Obesità in Italia, una malattia ancora sottovalutata
In Italia un’alta percentuale di pazienti non considera l’obesità una malattia cronica e raramente i medici vanno oltre raccomandazioni generiche sulla dieta e l’esercizio fisico.
Una sostanziale sottovalutazione dell’obesità nel nostro Paese emerge dai dati italiani dello studio internazionale ACTION-IO pubblicato su Eating and Weight Disorders – Studies on Anorexia, Bulimia and Obesity.
Lo studio internazionale ACTION-IO (Awareness, Care, and Treatment In Obesity MaNagement – an International Observation), finanziato da Novo Nordisk, ha coinvolto 11 paesi in cinque continenti, con l’obiettivo di identificare le percezioni, le attitudini, i comportamenti e gli ostacoli per la cura dell’obesità sia per le persone con obesità sia per i medici. In Italia sono state 1.500 le persone con obesità e 300 i medici che hanno completato il questionario.
L’obesità vista dai medici e dai pazienti
Dalla survey è emerso che l’84 % delle persone con obesità è consapevole del grande impatto di questa condizione sulla salute generale, tuttavia quasi il 40% non la ritiene una malattia cronica, come invece dichiara il 91% dei medici intervistati. Solo il 13% dei pazienti e il 19% dei medici ha dichiarato che la società e/o l’assistenza sanitaria italiana stiano rispondendo alle esigenze delle persone con questa malattia.

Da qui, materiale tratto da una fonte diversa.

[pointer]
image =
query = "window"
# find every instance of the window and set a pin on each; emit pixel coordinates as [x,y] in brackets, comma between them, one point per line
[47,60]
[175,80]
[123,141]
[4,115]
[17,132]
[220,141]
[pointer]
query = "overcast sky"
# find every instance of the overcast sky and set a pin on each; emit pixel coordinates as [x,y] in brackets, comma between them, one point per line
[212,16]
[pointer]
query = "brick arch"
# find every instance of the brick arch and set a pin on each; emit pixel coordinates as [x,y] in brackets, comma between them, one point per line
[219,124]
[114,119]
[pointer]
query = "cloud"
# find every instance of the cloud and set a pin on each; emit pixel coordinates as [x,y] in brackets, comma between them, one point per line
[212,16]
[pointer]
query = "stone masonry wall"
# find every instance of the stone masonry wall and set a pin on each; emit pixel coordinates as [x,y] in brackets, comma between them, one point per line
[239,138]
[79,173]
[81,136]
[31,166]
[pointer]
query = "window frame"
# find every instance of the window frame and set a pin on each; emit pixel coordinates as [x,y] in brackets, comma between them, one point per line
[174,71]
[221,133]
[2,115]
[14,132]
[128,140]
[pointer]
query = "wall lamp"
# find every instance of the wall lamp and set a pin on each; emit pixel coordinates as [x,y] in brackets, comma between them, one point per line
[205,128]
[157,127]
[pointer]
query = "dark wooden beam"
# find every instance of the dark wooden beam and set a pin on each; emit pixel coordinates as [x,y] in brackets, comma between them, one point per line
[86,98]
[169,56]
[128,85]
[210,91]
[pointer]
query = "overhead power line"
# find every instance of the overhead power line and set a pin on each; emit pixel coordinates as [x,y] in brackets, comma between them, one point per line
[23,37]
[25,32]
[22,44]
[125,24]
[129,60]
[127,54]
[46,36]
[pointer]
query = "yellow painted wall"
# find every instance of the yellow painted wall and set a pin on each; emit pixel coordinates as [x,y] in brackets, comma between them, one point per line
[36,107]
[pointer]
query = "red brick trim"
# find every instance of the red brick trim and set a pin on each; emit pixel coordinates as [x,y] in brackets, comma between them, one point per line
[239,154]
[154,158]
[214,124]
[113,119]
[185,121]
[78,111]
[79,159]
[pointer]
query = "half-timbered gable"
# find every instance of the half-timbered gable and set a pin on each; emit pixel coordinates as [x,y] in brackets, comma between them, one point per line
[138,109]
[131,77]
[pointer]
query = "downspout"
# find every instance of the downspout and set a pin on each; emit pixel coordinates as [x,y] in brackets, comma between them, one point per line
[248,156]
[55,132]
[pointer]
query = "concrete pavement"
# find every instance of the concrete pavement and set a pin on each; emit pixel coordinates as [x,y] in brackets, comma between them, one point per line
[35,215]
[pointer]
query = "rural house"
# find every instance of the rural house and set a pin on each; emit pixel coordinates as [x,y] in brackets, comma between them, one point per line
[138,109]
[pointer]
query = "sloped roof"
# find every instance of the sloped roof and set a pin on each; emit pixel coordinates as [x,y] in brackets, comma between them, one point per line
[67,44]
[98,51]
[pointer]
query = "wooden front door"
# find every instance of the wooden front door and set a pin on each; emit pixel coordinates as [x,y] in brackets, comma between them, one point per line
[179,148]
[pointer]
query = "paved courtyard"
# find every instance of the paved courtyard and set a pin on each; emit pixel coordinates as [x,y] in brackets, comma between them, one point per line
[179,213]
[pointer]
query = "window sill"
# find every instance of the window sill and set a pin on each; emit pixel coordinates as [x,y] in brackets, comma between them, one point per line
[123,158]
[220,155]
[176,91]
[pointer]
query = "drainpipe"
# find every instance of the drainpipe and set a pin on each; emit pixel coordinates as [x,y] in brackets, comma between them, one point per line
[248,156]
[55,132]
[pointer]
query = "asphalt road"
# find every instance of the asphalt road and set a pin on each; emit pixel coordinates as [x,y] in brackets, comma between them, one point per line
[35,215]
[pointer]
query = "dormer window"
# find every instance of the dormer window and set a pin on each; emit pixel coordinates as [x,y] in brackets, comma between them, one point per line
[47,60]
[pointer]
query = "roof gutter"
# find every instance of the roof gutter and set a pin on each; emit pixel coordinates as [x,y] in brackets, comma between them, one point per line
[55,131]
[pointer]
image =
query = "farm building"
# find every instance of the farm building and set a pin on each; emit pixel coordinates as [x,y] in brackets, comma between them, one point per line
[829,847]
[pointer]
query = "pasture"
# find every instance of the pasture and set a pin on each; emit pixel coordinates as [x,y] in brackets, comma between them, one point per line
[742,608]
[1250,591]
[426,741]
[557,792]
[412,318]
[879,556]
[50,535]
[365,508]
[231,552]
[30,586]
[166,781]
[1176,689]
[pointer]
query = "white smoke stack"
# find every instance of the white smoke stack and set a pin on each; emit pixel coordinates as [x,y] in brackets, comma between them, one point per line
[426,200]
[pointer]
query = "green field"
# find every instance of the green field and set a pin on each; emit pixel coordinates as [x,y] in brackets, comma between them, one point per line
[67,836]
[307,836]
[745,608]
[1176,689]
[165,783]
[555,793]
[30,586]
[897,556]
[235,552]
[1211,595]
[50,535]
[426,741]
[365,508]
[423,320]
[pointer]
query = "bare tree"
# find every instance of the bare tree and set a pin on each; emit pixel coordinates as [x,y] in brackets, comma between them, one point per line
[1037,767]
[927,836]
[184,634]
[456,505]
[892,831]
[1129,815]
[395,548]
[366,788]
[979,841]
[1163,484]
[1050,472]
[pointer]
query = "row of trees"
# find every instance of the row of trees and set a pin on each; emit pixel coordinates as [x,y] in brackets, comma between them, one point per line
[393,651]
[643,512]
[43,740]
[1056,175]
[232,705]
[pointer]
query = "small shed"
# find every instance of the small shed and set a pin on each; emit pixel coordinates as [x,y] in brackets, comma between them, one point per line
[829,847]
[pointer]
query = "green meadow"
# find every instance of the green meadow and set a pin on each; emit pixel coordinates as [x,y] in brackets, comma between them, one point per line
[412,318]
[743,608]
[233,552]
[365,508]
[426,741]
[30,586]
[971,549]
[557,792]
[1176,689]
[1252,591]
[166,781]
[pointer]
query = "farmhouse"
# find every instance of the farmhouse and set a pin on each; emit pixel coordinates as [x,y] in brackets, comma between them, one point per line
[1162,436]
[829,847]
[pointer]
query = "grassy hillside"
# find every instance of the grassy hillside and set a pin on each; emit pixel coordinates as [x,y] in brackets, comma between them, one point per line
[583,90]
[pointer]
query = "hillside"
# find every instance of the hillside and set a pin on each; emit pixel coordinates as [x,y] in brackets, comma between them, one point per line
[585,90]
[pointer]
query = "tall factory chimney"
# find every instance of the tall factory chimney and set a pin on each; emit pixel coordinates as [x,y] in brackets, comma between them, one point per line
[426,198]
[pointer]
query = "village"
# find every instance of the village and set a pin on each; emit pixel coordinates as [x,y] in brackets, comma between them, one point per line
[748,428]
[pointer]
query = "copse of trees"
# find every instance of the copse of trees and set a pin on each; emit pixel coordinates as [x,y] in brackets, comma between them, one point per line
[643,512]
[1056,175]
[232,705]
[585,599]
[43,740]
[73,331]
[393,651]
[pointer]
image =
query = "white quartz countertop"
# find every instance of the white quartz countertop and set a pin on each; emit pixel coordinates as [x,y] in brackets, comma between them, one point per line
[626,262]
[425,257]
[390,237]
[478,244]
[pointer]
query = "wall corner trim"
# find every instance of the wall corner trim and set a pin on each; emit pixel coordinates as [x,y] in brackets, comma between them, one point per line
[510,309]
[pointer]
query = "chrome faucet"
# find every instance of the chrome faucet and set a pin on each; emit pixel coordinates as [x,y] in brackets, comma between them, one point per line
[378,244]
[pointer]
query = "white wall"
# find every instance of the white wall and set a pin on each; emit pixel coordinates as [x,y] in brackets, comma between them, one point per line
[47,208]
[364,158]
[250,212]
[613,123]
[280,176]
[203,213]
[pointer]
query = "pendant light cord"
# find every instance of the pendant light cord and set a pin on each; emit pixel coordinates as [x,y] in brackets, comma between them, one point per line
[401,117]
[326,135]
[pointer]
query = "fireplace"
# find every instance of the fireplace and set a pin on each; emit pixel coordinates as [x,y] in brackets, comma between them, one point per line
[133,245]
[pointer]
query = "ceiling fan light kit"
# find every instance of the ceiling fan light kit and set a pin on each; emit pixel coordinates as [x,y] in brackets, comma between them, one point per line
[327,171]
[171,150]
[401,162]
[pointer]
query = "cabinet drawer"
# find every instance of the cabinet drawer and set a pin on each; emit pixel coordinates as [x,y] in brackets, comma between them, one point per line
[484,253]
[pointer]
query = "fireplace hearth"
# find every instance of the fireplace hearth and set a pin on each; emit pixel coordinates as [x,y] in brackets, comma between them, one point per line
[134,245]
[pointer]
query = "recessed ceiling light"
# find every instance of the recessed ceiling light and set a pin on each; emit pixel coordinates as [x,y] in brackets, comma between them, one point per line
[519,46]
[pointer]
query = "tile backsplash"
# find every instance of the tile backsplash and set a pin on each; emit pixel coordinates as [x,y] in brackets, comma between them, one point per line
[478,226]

“L’obesità deve essere considerata come una malattia cronica, a patogenesi multifattoriale, che necessita di cure e attenzioni adeguate. La gestione terapeutica è complessa e richiede un approccio multidimensionale. Le principali linee guida dell’obesità indicano che il primo passo della terapia è rappresentato dalla modificazione degli stili di vita attraverso l’intervento nutrizionale, l’incremento dell’attività fisica strutturata e le modifiche comportamentali. Tuttavia, quando questa prima strategia risulta insufficiente o del tutto inefficace è possibile ricorrere alla terapia farmacologica e in alcuni casi alla chirurgia bariatrica”, afferma Paolo Sbraccia, Vice Presidente IBDO Foundation e Professore Ordinario di Medicina Interna dell’Università di Roma “Tor Vergata”
Le raccomandazioni dei medici
Dallo studio è emerso che le raccomandazioni più frequenti dei medici alle persone con obesità sono state di migliorare le abitudini alimentari e ridurre l’apporto calorico (63%) e praticare attività fisica (63%). Meno frequentemente è stato consigliato di seguire una dieta specifica (22%) o programmi di allenamento (34%) e raramente di ricorrere a farmaci per la perdita di peso su prescrizione (11%) o alla chirurgia bariatrica (10%). Poche volte è stato anche raccomandato di rivolgersi a degli specialisti (24%) e a nutrizionisti o dietisti (31%).
Inoltre, solo una minoranza di medici ritiene attualmente disponibili valide opzioni farmacologiche (25%) o di chirurgia bariatrica (58%) per perdere peso. Analogamente, la maggior parte delle persone con obesità ha dichiarato che preferisce gestire il proprio peso autonomamente piuttosto che dover ricorrere all’utilizzo di farmaci (83 per cento) o della chirurgia (81 per cento).
“In linea con lo studio internazionale ACTION-IO, i dati italiani rivelano la necessità di implementare le conoscenze sull’obesità di medici, governi, persone con obesità e opinione pubblica in generale, migliorando l’educazione relativa alle basi biologiche per far sì che venga riconosciuta come malattia cronica. In secondo luogo, bisogna sfidare la percezione errata che l’obesità sia sotto il controllo dell’individuo e i medici devono promuovere conversazioni utili sulla perdita di peso. Infine, è necessario migliorare la formazione degli operatori sanitari per quanto riguarda la gestione clinica dell’obesità sottolineando l’importanza di un approccio multidisciplinare”, conclude Paolo Sbraccia.